現在上演中のミュージカル『ブラック・ジャック』でピノコ役を演じている矢吹奈子にインタビュー。ミュージカル初挑戦の心境や女優業に対する思いなどを聞いた。
手塚治虫作品の中でも根強い人気を誇る『ブラック・ジャック』をミュージカル化。主人公のブラック・ジャック(間黒男/以降、B・J)を坂本昌行が演じ、双子の姉の腹の中で18年間生き続けていた畸形嚢腫でB・Jに摘出され人工の身体を得た女の子・ピノコを矢吹奈子が演じている。
――IZ*ONEとしても活躍された後、2023年4月にHKT48を卒業されてから2年以上経ち、数々の作品に出演されていますが、女優業に対する思いや役との向き合い方など何か変わってきたことはありますか?

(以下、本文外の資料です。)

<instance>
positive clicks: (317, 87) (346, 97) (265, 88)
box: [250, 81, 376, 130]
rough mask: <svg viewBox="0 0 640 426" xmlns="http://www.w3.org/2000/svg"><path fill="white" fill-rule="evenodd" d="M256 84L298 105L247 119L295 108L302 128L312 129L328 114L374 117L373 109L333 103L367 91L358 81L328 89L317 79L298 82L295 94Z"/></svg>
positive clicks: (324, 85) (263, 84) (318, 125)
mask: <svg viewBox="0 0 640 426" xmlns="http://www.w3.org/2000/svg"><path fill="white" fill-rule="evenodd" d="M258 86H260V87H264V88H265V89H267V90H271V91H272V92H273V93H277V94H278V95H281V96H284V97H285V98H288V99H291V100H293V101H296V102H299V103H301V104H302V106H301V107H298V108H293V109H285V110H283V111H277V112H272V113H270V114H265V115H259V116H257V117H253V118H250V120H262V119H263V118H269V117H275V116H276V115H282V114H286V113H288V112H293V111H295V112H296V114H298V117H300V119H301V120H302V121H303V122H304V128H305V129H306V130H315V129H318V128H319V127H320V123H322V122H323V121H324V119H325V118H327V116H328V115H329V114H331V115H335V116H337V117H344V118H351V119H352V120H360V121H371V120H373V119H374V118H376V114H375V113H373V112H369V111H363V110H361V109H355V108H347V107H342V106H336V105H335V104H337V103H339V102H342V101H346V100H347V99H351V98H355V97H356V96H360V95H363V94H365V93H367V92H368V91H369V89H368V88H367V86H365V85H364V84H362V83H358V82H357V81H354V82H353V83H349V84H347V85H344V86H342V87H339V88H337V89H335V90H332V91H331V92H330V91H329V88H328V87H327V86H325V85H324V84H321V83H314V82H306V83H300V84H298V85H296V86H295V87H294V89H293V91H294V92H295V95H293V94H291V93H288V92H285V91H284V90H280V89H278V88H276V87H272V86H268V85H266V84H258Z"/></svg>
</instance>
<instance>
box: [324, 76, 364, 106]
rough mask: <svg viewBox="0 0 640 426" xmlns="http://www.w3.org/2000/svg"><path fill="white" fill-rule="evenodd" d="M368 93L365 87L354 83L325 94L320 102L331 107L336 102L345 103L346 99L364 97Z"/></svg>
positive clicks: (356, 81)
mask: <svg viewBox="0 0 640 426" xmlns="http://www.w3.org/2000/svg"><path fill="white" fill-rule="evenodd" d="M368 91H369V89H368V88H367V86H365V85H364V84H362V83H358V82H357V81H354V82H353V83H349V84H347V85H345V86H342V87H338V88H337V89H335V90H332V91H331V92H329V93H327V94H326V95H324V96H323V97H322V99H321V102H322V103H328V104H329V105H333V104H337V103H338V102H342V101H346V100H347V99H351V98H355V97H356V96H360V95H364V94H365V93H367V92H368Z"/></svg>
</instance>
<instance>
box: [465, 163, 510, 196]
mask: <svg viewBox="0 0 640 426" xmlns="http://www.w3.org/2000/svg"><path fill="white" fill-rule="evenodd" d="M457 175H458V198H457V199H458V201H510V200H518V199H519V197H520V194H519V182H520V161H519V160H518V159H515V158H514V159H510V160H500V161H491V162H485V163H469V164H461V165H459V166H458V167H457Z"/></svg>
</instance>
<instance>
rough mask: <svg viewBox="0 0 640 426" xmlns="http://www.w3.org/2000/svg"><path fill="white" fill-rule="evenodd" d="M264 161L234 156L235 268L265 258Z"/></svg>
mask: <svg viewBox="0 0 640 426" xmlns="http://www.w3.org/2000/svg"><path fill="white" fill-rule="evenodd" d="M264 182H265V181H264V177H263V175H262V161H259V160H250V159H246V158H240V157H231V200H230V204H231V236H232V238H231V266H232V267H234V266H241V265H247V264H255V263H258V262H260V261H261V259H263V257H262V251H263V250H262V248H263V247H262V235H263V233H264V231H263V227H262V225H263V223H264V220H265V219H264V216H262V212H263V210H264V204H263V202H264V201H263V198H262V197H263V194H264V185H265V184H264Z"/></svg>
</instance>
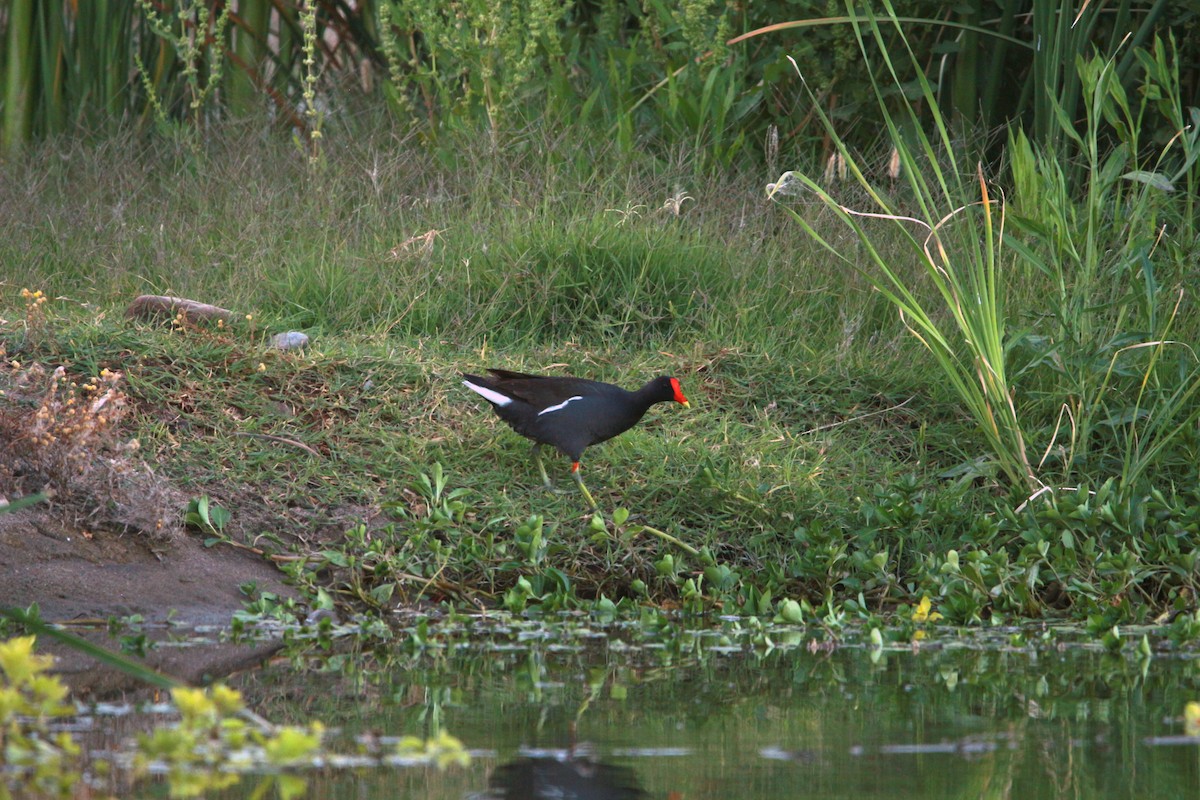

それまではメンバーとずっと一緒という状況だったので、作品によって環境が毎回変わることに最初は慣れなかったのですが、最近は新しい作品に入る時に、役のことを考えて他のキャストさんとの接し方も変えられるようになってきました。この役はみんなと仲いい役だから自分から話しかけようとか。それは周りのキャストさんがそういう風にされているのを見て学んだことで、毎回いろんな学びがあり、いいなと思ったものは取り入れるようにしています。
――これまでドラマを中心に出演されていましたが、今回『ブラック・ジャック』でミュージカルに初挑戦。オーディションでピノコ役をつかんだそうですが、オーディションに挑戦した思いをお聞かせください。
アイドルの活動していた時から歌もダンスもすごく好きで、お芝居をやりたくて卒業しましたが、卒業後もファンの方から「歌が好きだから聴けたらうれしい」みたいに言っていただいて、私自身もコロナ禍にオンラインでミュージカルの配信を見たり、その後、実際にミュージカルを見に行く機会もあって、自分もやってみたいと思いました。
――歌とダンスという武器を生かせる、ご自身が輝ける場所になりそうですね。
そうなるように頑張りたいです!
――これまでもミュージカルのオーディションを受けたことがあるそうですが、『ブラック・ジャック』出演が決まった時のお気持ちをお聞かせください。
初めてのミュージカルなので不安な気持ちもありましたが、すごくうれしかったです。
――ピノコを演じる際にはどういうことを意識していますか?
演出の栗山(民也)さんから「ピノコはブラック・ジャック先生がつなげてくれて形成された子なので、完成形になってはいけない。歌もダンスも音に合わせるのではなく少しずらして、音程もたまに外れてしまうという風にやってほしい」と言われて、それは今までやってこなかったことなので難しかったです。何も考えないと音に合わせて動いてしまって。いろんなことを考えながら演じるのが最初は大変でしたが、だんだん慣れてきました。
――本当は完璧にできるのに未完成な感じを見せるということに葛藤はなかったですか?
それは全然ないです。ピノコとしてはきっと外れているのがかわいらしさに見えますし。この作品ではピノコの成長も描かれているので、それも表現できたら。最後にブラック・ジャック先生と歌うところは外さないで頑張りたいです!
――久しぶりの歌とダンスはいかがですか?
稽古というのが久しぶりで懐かしい感じがしてしますが、お芝居も歌も全部が楽しいです。周りのスタッフさんからも「楽しそうにやっているね」と言っていただいて、「確かに楽しんでやっているな」と感じています。
――12月から来年1月に上演される福田雄一さん演出のミュージカル『サムシング・ロッテン!』への出演も決まっていますが、やはりミュージカルで頑張っていきたいという思いが強いのでしょうか。
そうですね。こちらもどんな感じになるのかなという不安はありますが、歌とダンスもできるということで頑張っていけたらと思っています。